Ich hatte vergessen zu erwähnen dass der eine Nachbar welcher sich etwas Land von uns angeeignet hatte darauf bestand eine "Entschädigung" für 2 kleine Bäume (Papaya)  zu bekommen.Sie mussten entfernt werden damit die Mauer direkt an den Grundstücksgrenze gebaut werden konnte,die Bäumchen standen aber halt auf seiner Seite.Er wollte 500 Bath "Entschädigung" welche ihm auch von meiner Schwiegermutter ausgezahlt wurden.

Ob sich jemand eine Mauer bauen lässt muss jeder für sich entscheiden und ist sicher auch von dem Umfeld abhängig.Mich persönlich stört sie nicht(abgesehen von den Kosten) und direkte Nachteile kann ich keine sehen.
Wie haben sie mit Absicht auch nicht zu hoch bauen lassen damit eine Wind/Luftzirkulation nicht zu arg beeindrächtigt ist.
Aber ich denke bei der Größe des Grundstücks wird es da keine spürbare Unterschiede geben.

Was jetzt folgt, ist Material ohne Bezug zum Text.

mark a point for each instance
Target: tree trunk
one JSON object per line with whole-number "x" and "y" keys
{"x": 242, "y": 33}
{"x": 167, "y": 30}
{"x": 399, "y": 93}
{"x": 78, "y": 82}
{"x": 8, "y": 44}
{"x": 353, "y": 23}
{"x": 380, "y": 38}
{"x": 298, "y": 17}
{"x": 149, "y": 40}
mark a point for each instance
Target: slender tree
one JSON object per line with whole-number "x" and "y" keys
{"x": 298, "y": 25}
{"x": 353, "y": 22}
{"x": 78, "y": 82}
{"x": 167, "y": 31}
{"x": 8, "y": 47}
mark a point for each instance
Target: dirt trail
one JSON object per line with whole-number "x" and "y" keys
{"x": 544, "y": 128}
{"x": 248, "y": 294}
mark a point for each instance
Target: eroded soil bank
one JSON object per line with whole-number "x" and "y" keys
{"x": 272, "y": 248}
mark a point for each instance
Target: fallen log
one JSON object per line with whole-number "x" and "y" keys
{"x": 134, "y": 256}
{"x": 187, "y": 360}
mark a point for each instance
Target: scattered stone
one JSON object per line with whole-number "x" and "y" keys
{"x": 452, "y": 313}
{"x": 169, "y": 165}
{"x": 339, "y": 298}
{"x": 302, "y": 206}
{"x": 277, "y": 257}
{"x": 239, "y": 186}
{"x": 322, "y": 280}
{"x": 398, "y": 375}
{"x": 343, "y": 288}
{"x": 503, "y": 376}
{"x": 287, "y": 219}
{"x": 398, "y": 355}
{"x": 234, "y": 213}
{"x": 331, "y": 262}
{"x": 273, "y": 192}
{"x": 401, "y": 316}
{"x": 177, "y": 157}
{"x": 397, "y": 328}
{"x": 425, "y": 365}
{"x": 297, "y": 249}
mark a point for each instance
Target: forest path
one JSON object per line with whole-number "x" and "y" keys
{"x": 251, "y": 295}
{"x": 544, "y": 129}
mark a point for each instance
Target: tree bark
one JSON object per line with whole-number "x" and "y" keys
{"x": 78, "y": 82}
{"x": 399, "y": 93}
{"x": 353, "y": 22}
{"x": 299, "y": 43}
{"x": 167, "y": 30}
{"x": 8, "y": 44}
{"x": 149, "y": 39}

Gespannt bin ich auf den Bau der überdachten Aussenküche mit Sitzgelegenheit und Aussentoilette (eine Art Pavillion)welches Somlak geplant hat.
Sie meint die Baustelle,Material und Arbeiter wären eh da und dann gleich lieber einen "Abwasch".
Ich lass mich einfach überraschen   :: 
Kosten sind mit 110.000 Bath veranschlagt.

----------


## wein4tler

Schien, das muss wirklich drinnen sein. Dafür wirst Du von Deiner Frau mit vielen Leckerbissen verwöhnt werden.

----------


## pit

> ... Sitzgelegenheit und Aussentoilette (eine Art Pavillion) ...


Naja, wird nicht soo viel sein!  :: 

 ::

----------


## schiene

> Schien, das muss wirklich drinnen sein. Dafür wirst Du von Deiner Frau mit vielen Leckerbissen verwöhnt werden.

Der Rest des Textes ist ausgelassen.